How far removed was the response of Matthias Media from the response of the Apostle Paul when he heard of the faith of the Christians in Colosse and wrote saying " ... we have not stopped praying for you and asking God to fill you with the knowledge of his will through all spiritual wisdom and understanding. And we pray this in order that you may please him in every way: bearing fruit in every good work, growing in the knowledge of God ... " (Colossians 1: 9,10). I suggest John Owen would have said likewise.

That Matthias Media responded the way it did brings to mind the incident of the man born blind but healed by our Lord Jesus on the Sabbath (John 9). The man who could not see was given sight but the Pharisees would have none of it. They questioned the man and all he could do was report the actions of the Man who had healed him and what He said. Still they would not believe. They questioned him further but this man who had spent his life up that time in darkness showed greater wisdom and understanding than his questioners. Finally, his wisdom was too much for them - their response "You were steeped in sin from birth; how dare you lecture us!" (John 9:34)

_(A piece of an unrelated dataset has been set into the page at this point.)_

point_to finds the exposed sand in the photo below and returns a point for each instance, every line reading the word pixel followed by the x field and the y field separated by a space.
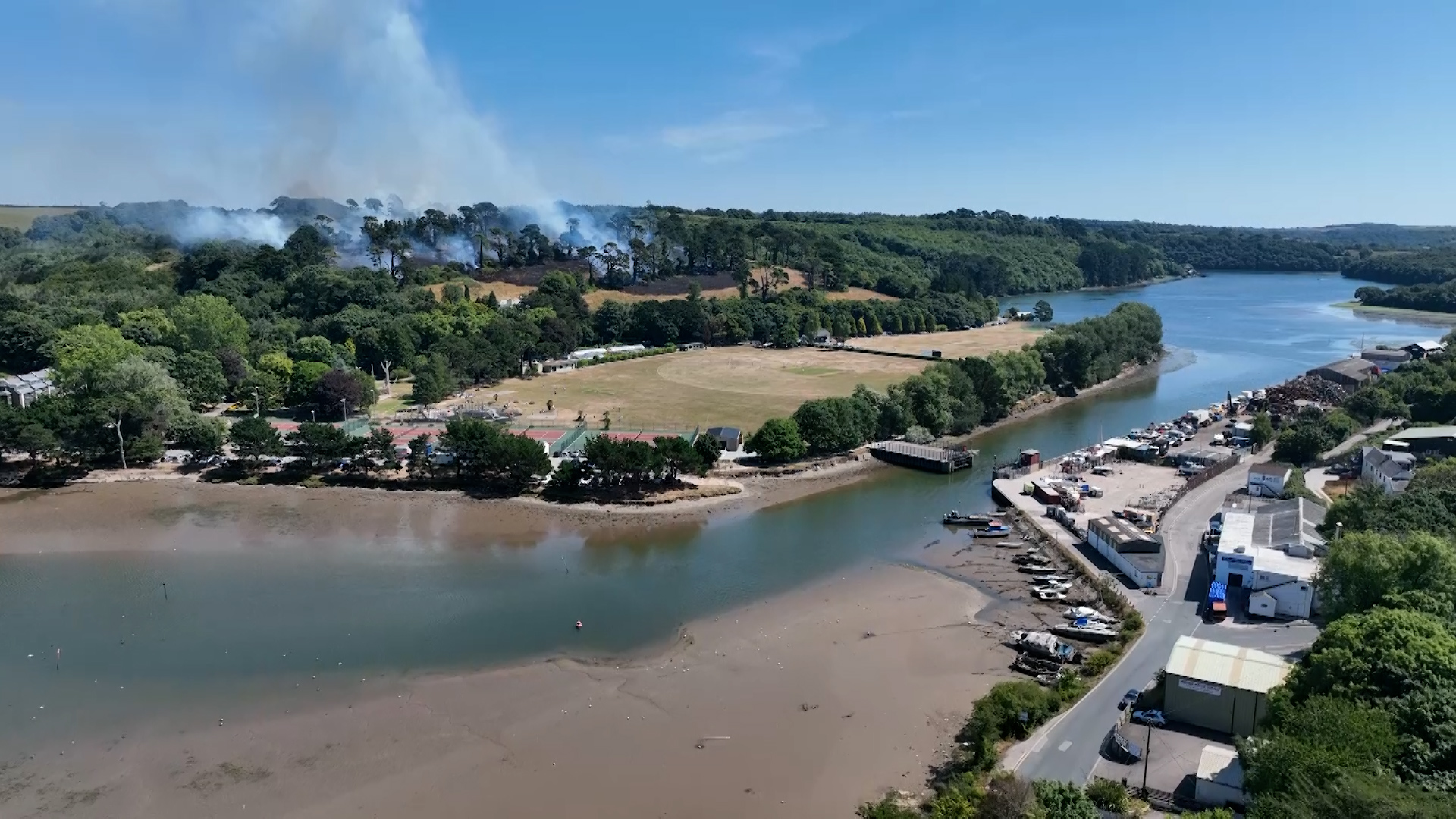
pixel 165 515
pixel 826 697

I trust you will see the similarities with the actions of Matthias Media. Such is the fruit of unbelief and rightly does John Owen caution against it in favour of faithful inquiry.

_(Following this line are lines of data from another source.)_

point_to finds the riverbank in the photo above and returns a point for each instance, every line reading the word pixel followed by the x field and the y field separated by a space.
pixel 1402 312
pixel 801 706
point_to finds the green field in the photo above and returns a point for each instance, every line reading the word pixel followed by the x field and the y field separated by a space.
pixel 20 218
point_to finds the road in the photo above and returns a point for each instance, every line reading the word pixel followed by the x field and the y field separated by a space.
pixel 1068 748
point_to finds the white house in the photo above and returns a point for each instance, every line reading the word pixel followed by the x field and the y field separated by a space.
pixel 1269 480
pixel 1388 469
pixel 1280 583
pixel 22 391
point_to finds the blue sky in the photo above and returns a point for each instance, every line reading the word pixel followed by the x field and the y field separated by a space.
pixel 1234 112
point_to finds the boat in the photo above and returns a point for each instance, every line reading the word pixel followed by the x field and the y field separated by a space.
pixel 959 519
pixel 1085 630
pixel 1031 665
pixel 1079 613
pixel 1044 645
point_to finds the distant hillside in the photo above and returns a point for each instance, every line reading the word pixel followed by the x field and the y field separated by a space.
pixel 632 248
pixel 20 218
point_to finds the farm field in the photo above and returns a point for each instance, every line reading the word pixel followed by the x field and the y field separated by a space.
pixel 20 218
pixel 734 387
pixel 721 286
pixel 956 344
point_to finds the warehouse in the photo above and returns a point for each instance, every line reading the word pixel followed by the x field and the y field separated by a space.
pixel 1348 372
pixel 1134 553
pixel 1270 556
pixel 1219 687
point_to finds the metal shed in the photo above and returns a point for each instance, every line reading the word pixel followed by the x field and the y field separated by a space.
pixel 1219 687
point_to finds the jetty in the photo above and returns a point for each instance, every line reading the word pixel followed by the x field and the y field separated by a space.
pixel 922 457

There is a treasure of knowledge and understanding of the creation to be unearthed and the key to it is the fear (appreciation or reverence) of the LORD. Laying hold of that key first requires the activity of Holy Spirit to reveal Jesus Christ and the life and light found in Him. Perhaps Holy Spirit might use, as an aid, the words of one Reginald H. Fuller, who said for Microsoft Encarta:

" ... in the christological hymns of the Hellenistic-Jewish church, Jesus was identified with the Divine Wisdom, or Logos. Philosophical Hellenistic Judaism had conceived of the Logos as the personified agent of the divine being, the agent of creation, revelation, and redemptive action. The earthly Jesus was now seen as the incarnation of this preexistent wisdom or Logos (see Colossians 1:15-20; Hebrews 1:1-3, John 1:1-18). Early Christians appropriated this Jewish speculation in order to emphasize that the God they encountered in Jesus was not an unknown God, but was the same God they had previously encountered in creation, in human religious experience, and in Israel's salvation history. In the Johannine writings Jesus' Father- Son relationship with God is projected back into eternity, and this equation of the Son with the incarnate Logos results in the use of the predicate 'God' for the preexistent Word (see John 1:1), the incarnate Son (see John 1:18), and the risen Christ (see John 20:28). But 'God' in this context is carefully nuanced: The Son is not God-in-himself. Rather, through the Son, God 'goes out of himself,' communicating himself in the action of creation, revelation, and salvation. Consequently, 'Son of God' and 'Son of man,' which were originally terms expressive of Jesus' role in salvation history, acquire a metaphysical import and come to denote his divine being."

It comes as no surprise, disappointing as it is, that Matthias Media continues in its way of hindrance to a greater knowledge of God. Having submitted to the "eye of carnal reason" on origins it will not encourage inquiry into the knowledge of God revealed in Genesis and other relevant passages of Scripture. Instead, Matthias Media diverts attention away to those extracts of the Word of God it does have confidence in.